August is hell.
Naturally then, it's now Labour and their hangers-on that are having an attack of the jitters. Quite why is difficult to ascertain: it's not as though things have changed dramatically. The party still has a lead in the opinion polls, even if it has been somewhat reduced; the economic recovery, such as it is, is hardly secured, and for now is likely a mirage outside of the south east; and despite the best efforts of the Tories, no one out in the real world gave a toss about the supposed selection scandal involving Unite up in Falkirk. The problem more than anything is that Labour has been relying on both the economy remaining stagnant, despite Ed Balls having accepted there would be growth by the time of the next election, and the Tories remaining about as popular as they are, difference being they're the ones in government.
True, there's more than something in the criticisms from the few backbenchers who say the party doesn't seem to know what it's for, isn't offering an alternative, or managing to make the agenda. Nor though for the most part is the government doing the latter; when it does, such as with the "go home" campaign, it's also far from clear as to whether or not the effect has been positive. Policy is stuck in a groove: the Tories characterise it as Labour opposing every cut, while in actuality it tends to be "we wouldn't be doing this if we were in government now but most likely won't alter it if we win the next election". It's opposition in spirit only, while still taking a hit.

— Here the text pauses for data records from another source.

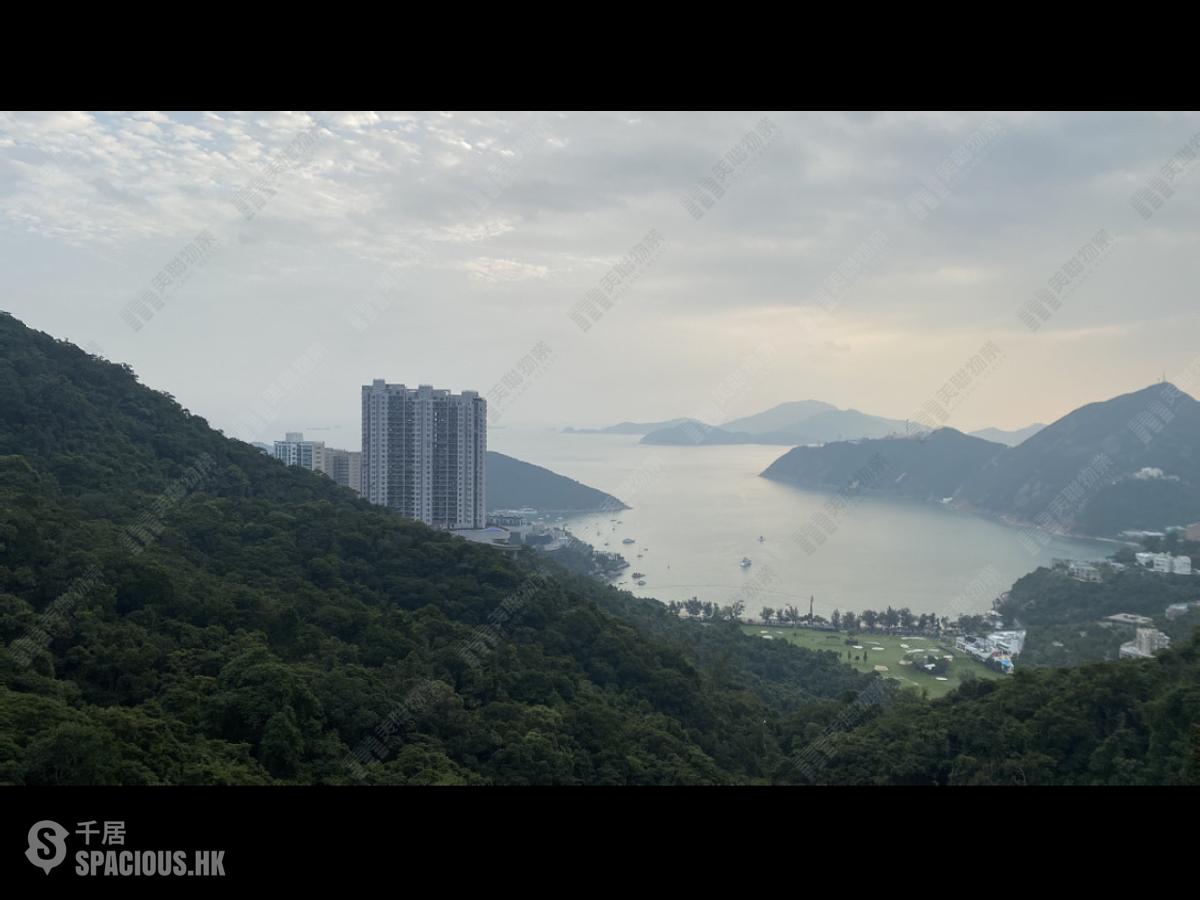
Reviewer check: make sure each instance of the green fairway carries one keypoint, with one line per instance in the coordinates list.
(891, 655)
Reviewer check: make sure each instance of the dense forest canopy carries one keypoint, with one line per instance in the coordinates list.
(177, 607)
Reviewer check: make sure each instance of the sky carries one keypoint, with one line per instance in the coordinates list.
(581, 269)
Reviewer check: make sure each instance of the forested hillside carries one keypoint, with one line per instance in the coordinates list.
(177, 607)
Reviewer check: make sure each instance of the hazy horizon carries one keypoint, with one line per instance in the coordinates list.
(445, 249)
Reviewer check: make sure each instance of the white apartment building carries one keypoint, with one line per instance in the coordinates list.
(294, 450)
(1165, 563)
(424, 454)
(345, 467)
(1146, 643)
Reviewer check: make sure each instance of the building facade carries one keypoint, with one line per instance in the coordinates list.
(294, 450)
(424, 454)
(345, 467)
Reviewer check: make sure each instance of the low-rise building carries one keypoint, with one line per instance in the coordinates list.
(1165, 563)
(1083, 571)
(1147, 642)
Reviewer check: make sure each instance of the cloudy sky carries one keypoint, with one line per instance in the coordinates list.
(858, 258)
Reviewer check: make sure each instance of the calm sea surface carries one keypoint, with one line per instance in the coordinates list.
(699, 510)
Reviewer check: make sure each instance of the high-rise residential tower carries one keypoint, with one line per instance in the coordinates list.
(294, 450)
(345, 467)
(424, 454)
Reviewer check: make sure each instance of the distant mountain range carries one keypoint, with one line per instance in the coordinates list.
(1009, 438)
(924, 467)
(1132, 462)
(802, 421)
(807, 421)
(513, 484)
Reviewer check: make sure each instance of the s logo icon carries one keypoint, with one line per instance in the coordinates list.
(47, 845)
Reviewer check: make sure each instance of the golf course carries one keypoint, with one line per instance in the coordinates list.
(891, 651)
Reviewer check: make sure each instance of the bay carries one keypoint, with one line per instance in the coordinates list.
(699, 510)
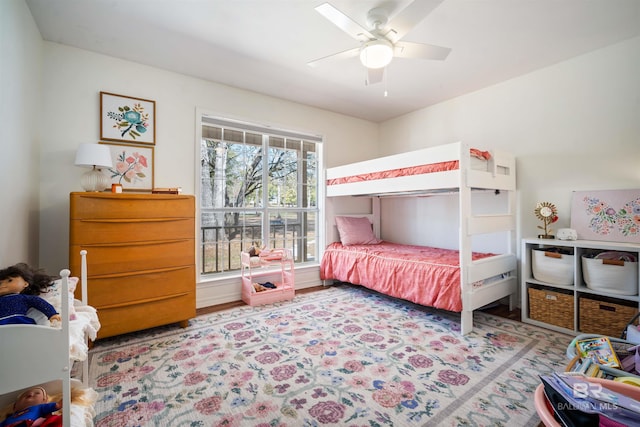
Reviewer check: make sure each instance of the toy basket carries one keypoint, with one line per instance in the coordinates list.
(619, 345)
(615, 276)
(554, 307)
(604, 316)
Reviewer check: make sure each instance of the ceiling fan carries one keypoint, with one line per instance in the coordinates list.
(383, 40)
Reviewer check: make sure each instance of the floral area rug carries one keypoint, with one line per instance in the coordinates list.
(341, 356)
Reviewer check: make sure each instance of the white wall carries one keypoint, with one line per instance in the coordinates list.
(572, 126)
(20, 66)
(73, 79)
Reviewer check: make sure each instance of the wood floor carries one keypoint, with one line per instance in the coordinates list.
(501, 310)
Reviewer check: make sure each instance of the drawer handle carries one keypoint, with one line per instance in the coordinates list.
(134, 220)
(138, 273)
(143, 301)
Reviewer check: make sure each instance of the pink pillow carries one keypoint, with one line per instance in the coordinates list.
(355, 231)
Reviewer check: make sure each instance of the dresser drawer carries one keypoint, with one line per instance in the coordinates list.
(90, 231)
(117, 288)
(108, 205)
(110, 258)
(119, 319)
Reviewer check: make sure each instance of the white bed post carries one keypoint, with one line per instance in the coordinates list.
(466, 316)
(65, 376)
(85, 298)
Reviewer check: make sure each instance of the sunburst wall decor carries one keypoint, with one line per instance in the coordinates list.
(548, 214)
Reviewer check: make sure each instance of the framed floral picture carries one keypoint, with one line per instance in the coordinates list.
(611, 215)
(127, 119)
(132, 166)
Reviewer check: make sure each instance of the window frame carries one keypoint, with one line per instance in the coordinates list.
(268, 130)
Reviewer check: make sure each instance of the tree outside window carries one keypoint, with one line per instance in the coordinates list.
(257, 188)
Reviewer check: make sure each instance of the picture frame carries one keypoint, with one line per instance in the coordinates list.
(133, 166)
(127, 119)
(608, 215)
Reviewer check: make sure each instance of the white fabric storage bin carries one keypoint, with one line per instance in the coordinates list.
(552, 267)
(602, 275)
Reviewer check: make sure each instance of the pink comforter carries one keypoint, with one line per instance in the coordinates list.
(423, 275)
(408, 171)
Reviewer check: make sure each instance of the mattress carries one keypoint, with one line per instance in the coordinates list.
(478, 162)
(424, 275)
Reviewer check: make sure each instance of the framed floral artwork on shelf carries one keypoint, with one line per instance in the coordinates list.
(127, 119)
(610, 215)
(132, 166)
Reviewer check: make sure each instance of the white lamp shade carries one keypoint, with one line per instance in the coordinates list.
(94, 156)
(376, 54)
(97, 155)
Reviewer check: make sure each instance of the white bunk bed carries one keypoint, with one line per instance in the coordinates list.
(44, 355)
(456, 172)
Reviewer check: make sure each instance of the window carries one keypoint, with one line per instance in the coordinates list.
(259, 186)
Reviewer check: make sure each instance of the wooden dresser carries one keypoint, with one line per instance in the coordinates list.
(141, 258)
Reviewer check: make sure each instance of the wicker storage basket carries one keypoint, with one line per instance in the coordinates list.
(604, 317)
(614, 277)
(550, 266)
(551, 306)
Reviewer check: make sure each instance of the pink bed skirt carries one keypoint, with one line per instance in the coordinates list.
(423, 275)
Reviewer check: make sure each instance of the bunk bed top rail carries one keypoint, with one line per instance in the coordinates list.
(443, 168)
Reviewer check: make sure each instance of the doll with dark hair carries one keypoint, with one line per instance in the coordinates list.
(20, 286)
(33, 408)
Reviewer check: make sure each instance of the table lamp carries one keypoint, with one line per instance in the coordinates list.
(95, 156)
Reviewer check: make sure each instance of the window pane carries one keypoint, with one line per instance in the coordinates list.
(243, 204)
(222, 244)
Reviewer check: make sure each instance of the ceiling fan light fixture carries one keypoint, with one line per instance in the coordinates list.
(376, 54)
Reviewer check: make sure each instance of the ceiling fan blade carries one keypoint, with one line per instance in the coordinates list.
(343, 22)
(409, 17)
(411, 50)
(341, 55)
(374, 75)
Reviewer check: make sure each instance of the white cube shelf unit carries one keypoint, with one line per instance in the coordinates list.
(576, 308)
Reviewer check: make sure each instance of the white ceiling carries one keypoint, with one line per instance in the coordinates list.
(264, 45)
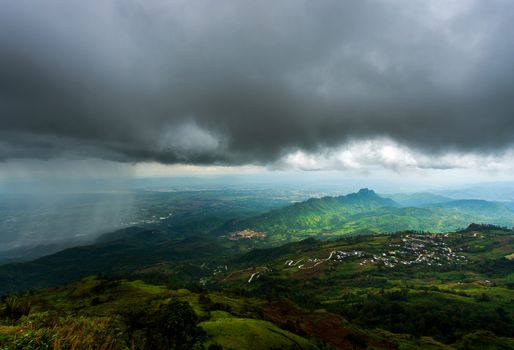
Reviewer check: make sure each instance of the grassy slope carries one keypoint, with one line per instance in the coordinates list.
(365, 211)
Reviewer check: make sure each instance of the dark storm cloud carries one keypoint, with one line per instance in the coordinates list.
(240, 81)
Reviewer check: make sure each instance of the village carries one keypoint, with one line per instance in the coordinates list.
(429, 250)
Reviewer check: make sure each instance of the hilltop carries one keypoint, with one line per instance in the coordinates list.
(400, 291)
(367, 212)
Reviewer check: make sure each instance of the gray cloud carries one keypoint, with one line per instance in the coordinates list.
(238, 82)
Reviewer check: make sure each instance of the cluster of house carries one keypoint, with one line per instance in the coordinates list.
(417, 249)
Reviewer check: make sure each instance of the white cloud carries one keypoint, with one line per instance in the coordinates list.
(375, 154)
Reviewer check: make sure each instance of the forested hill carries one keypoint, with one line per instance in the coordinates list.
(367, 212)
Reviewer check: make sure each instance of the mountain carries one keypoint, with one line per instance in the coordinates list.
(361, 212)
(405, 290)
(123, 253)
(417, 199)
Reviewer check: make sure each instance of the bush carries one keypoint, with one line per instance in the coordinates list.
(14, 308)
(172, 325)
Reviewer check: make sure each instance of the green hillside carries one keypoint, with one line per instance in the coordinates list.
(367, 212)
(398, 291)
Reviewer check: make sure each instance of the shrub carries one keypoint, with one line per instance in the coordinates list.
(15, 308)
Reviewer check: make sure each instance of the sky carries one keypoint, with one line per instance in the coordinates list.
(422, 90)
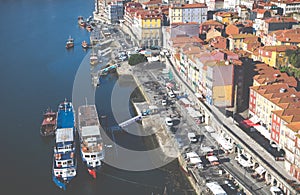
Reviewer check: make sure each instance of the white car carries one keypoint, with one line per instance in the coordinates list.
(169, 121)
(171, 94)
(192, 137)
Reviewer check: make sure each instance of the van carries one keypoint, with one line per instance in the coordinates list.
(171, 94)
(169, 121)
(192, 137)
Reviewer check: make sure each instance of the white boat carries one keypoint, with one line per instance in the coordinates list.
(91, 143)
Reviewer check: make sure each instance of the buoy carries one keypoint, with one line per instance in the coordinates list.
(92, 172)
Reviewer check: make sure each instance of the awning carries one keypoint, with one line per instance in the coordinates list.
(222, 141)
(198, 95)
(254, 119)
(170, 85)
(262, 130)
(206, 149)
(209, 129)
(212, 158)
(216, 188)
(185, 101)
(248, 122)
(191, 154)
(260, 170)
(275, 189)
(195, 160)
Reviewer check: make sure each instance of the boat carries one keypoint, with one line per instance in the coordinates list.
(81, 21)
(89, 28)
(70, 42)
(48, 126)
(93, 59)
(84, 44)
(91, 143)
(64, 167)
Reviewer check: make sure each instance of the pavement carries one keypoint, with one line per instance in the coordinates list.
(150, 78)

The odd thing is that on the whole, Ed Miliband has set out the general themes that the party needs to be focusing on. The squeezed middle might be the least well defined social grouping in history, but living standards will undoubtedly dominate come 2015. He set out a critique of predator capitalism, for which he was widely mocked by the media at the time, and yet tax avoidance by multinational corporations has become an issue as never before, while the spread of zero-hour contracts has exposed what a nonsense it is that employment law is in some way holding business back. One Nation Labour has not been explained quite as well, but the potential is still there, especially as the Tories look set to go for a doctrinaire right-wing manifesto come 2015. Should Scotland vote no next year, it certainly won't be due to gratitude for the coalition government.
Labour's problem isn't then just due to indecision within the party itself, it also reflects the sad state of politics more widely in the country. We're told endlessly that politicians are all the same, yet present the electorate with an alternative and they don't want that either. Up until very recently they thought cuts were unfair and harming the economy, but they didn't want to take the risk of loosening up, reflected through the lack of anything approaching street opposition as austerity as has been seen elsewhere in Europe. The closest they've come to approving of an outsider is Nigel Farage for goodness sake, about as alternative as John Bishop is to Michael McIntyre. This is where some of the criticism of Labour's current position gets silly: John Harris bemoans how Labour has missed the digital revolution, as though "a viral video" or a few more tweets from Balls and Miliband could make the difference. You might have thought it would have been cleaved into a few skulls by now that only politics nerds and journalists are interested in passing Twitter frenzies, let alone such pointless campaigns as trying to ban page 3, but apparently not.
In effect, the main reason behind the whinges is that Labour isn't doing quite as well as it was. It's not anything more deep seated than that. How could it be? Despite the despair of the likes of Dan Hodges or the equivalent from the opposite side by Owen Jones, the party remains where it is because it doesn't think the general public wants it any further left or right than where it currently is. What's more, the opinion polls back them up. Hardly any MPs voice outrage at what the coalition is doing to the welfare state, how Serco and G4S are not that far off from running the country or how the Tories seemed to have settled on creating growth through encouraging another housing bubble, for the precise reason that it's exactly what they would do if they were suddenly foisted into power. Sure, they might do things ever so slightly differently, but not massively. The most anger we've heard from a Labour MP recently has been Stella Creasy, and that was about fucking Twitter again.
More pertinently, why make the effort when the next election will be decided in such a small number of seats again? For the Tories to win a majority they have to increase their share of the vote, something a party in government hasn't managed in a very long time. They seem to think they can achieve this feat through repeating the same Lynton Crosby-honed themes over and over for the next two years: Labour is weak; Labour got us in this mess; Labour are the welfare party. Given a shorter timescale it might work, but keep it up for too long and it'll just become tiresome, even for those who don't pay attention. The result we might have to face is another hung parliament, another five years of conglomeration and drift. And the sad thing is, no one seems particularly upset by the prospect so long as they've got some hold on power.